Have you ever thought how those robots that build our cars or vacuum our floors learn to do their job properly? You may think that someone simply sits down and programs all they need to know into them. Certainly there’s a lot of programming that goes into even a simple robot, but it turns out that there are many ways we need to train robots.

For example, apart from direct programming you directly guide a robot by hand to perform a task. It records what you manipulate it to do and can then just play it play it back. Have a look at this video of someone training a welding robot to do a job. (Video Credit: Mechatronic)

https://www.youtube.com/watch?v=OG5FNRZ2XT0

It may seem tedious (and it is), but once you’re done that training can simply be copied to other robots of the same type who have to do the same job.
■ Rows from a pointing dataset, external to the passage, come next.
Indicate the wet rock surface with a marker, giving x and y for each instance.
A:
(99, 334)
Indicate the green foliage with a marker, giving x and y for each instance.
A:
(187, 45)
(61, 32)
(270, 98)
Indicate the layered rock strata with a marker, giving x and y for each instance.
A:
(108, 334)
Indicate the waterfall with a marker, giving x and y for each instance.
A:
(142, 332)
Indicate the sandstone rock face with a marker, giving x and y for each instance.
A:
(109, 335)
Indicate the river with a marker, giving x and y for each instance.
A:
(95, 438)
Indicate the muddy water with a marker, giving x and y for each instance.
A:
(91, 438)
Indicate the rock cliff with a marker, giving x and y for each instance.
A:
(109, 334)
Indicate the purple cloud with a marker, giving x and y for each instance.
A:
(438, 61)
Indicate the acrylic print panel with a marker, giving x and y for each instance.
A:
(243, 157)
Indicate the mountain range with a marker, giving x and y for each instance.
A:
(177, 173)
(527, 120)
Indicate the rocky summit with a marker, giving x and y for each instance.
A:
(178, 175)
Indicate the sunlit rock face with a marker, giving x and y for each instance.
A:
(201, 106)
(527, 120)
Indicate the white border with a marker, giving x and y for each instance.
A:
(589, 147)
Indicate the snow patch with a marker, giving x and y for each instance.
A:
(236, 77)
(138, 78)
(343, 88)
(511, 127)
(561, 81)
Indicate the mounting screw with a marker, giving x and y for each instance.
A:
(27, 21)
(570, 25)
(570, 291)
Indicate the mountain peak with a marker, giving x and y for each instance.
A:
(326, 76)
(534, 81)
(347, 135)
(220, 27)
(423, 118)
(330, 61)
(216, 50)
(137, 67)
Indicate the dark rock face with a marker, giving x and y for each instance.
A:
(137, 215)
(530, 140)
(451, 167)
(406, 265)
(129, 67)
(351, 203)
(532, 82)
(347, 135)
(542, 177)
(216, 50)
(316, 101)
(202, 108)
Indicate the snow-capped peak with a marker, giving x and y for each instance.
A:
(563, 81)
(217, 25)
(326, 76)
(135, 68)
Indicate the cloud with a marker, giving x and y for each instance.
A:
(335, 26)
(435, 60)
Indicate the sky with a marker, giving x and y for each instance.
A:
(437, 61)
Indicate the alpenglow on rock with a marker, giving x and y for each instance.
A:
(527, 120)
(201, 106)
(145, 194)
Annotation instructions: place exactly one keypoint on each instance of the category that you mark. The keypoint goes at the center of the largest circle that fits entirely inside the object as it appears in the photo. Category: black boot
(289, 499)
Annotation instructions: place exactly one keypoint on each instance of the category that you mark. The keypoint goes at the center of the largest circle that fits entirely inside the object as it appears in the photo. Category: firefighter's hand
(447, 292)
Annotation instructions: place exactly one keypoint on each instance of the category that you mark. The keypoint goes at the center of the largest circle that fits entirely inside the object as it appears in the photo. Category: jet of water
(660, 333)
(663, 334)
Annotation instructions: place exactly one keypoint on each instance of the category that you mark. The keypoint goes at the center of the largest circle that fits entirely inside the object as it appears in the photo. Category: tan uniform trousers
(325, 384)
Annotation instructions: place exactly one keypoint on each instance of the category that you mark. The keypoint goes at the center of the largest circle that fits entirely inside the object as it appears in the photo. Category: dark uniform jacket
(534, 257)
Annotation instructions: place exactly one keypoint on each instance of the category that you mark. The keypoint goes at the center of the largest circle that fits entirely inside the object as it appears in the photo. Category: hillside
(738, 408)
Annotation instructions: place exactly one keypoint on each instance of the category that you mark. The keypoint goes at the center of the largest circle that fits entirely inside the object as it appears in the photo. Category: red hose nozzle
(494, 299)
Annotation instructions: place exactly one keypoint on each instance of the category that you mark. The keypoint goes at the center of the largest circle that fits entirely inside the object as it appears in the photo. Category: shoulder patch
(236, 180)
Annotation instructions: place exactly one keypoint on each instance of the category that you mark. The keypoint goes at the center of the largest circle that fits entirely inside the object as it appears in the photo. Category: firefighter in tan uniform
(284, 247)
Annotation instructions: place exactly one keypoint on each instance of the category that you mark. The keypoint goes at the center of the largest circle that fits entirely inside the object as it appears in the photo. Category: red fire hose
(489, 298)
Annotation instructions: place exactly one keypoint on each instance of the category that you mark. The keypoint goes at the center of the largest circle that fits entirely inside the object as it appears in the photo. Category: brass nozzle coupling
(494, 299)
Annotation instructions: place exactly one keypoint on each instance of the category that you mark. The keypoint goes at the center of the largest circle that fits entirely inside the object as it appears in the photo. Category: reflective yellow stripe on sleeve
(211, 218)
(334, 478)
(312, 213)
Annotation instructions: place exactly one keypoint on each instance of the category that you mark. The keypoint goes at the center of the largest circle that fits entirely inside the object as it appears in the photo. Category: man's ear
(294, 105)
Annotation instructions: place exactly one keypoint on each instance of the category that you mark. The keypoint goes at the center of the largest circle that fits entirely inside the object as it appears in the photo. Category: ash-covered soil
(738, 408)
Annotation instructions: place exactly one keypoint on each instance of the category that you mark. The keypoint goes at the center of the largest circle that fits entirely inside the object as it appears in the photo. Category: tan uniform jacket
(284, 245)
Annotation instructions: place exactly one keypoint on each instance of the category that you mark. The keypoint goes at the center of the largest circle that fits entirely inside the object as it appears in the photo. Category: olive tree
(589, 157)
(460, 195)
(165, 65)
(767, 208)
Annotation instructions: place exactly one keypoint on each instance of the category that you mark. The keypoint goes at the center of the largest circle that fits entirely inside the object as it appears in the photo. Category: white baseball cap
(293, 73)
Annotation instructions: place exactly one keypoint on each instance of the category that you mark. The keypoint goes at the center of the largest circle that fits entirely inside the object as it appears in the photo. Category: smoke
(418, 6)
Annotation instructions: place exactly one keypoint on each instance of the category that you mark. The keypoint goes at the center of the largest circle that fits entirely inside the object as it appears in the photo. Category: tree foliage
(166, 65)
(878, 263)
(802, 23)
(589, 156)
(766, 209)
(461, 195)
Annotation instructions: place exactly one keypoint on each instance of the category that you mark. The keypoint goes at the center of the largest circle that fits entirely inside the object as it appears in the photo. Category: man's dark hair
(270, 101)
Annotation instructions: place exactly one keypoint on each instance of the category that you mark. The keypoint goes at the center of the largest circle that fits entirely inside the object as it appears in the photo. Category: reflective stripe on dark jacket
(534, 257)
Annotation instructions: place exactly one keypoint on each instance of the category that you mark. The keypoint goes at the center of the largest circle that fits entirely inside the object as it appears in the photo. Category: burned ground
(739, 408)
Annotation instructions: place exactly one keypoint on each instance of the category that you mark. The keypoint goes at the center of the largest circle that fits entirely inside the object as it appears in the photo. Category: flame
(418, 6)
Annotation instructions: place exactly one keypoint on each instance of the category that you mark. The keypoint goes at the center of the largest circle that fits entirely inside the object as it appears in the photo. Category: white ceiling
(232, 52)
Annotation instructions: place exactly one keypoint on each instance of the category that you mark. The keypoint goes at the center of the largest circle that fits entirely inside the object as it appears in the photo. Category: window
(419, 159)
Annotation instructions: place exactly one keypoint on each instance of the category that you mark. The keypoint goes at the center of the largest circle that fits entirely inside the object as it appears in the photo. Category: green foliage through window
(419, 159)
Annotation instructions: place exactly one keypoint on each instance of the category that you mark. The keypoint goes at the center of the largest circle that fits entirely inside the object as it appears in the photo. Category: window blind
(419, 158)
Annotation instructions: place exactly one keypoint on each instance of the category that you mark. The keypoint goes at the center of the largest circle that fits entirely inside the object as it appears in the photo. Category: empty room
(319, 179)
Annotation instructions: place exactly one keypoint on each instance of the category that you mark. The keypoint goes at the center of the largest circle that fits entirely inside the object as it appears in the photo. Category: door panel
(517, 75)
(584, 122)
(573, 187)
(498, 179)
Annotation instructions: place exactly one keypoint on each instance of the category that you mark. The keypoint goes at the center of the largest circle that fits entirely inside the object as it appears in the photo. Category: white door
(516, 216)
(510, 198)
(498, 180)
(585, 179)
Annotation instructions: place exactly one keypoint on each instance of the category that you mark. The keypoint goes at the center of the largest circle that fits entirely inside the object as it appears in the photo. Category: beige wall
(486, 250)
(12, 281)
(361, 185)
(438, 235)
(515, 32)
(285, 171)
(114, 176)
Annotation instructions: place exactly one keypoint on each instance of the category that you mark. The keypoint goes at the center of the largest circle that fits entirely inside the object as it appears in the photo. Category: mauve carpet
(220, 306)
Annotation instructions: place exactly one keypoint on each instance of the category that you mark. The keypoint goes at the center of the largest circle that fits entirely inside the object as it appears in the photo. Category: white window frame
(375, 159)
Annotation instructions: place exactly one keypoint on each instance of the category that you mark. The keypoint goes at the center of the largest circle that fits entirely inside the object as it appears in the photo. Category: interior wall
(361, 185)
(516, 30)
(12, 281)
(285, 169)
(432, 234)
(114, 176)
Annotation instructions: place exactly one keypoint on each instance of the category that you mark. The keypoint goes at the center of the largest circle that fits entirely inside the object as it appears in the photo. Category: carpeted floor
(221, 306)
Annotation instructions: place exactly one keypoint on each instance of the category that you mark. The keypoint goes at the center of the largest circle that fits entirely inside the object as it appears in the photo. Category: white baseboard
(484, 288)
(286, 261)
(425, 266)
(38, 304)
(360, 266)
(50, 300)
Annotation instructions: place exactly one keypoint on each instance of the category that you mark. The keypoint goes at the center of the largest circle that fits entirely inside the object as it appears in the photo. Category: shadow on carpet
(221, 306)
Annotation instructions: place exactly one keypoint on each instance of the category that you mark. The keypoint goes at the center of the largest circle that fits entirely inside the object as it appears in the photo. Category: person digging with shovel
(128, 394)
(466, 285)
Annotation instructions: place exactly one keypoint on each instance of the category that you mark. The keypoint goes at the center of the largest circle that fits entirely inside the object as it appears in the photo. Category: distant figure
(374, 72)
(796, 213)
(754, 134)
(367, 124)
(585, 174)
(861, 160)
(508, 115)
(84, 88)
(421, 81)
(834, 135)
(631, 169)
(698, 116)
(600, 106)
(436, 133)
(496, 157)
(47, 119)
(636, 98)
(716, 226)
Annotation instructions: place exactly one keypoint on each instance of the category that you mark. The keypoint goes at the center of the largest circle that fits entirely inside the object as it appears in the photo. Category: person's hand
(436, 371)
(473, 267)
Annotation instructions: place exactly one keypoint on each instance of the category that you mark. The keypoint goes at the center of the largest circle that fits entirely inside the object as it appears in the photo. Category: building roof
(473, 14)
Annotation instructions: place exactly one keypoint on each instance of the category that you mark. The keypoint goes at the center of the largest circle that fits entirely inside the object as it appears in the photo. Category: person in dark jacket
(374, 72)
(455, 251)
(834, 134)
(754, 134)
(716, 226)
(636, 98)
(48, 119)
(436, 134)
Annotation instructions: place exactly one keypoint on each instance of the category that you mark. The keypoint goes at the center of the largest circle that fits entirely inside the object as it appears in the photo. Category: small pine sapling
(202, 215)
Of course, these days we want robots to do more than just simple repetitive tasks, so machine learning based on the analysis of data has also enabled amazing things.

Training Room

The problem is that you need a lot of time and space to either directly train a robot or allow it to learn something  for itself. If we look at companies like Boston Dynamics or the man contestants that brave the DARPA robotics challenges, they usually set up test courses and let the machine painstakingly improve itself.

The thing is, to the digital “brain” of a modern robot there’s no difference between “real” and “simulated”. It ends up creating a digital representation of the environment anyway and acts within its own internal simulation based on sensory data from the outside.

So why not just cut out the middleman? Why not let robots learn within fully virtual simulations, with simulated VR robotic bodies?

Open Sesame

That’s exactly the question the folks at Open AI both asked and successfully implemented. A VR robot watches a human do a task within that VR world and can then imitate it after only seeing it once.

In the video we see the robot easily stack blocks after seeing the VR human do it first. This is the way that humans start their path to learning, we’re told. Young children mainly learn how to do things by watching it being done by others. Most of our learning is “vicarious” or observed learning.

How Did they Do It?

It’s all down to those wonderful neural nets. A neural net is a type of artificial learning system that reconfigures itself in response to new information until it does something right. As the name suggests, it’s based on how our own neurons strengthen or weaken their bonds in response to success or failure, but computer neural nets are not directly comparable to human neural networks.

This system from Open AI uses two of these networks. On receives the data from a camera (in VR or the real world) and figures out what’s being demonstrated. That is then fed into an neural network dedicated to figuring out how to mimic what has been seen. It then takes control of the arm and tries to do just that.

Smarter Every Day

This is a great step forward for the process of training our robot friends, who in the coming years will become a common sight in all walks of life. This could also mean that training robots could become faster and cheaper, since you can create virtual learning spaces that are difficult to simulate physically and impractical to access for real. Think about building that haven’t been built yet, the bottom of the ocean or outer space. If you can simulate these environments for demonstration purposes your robot can learn without even building the robot!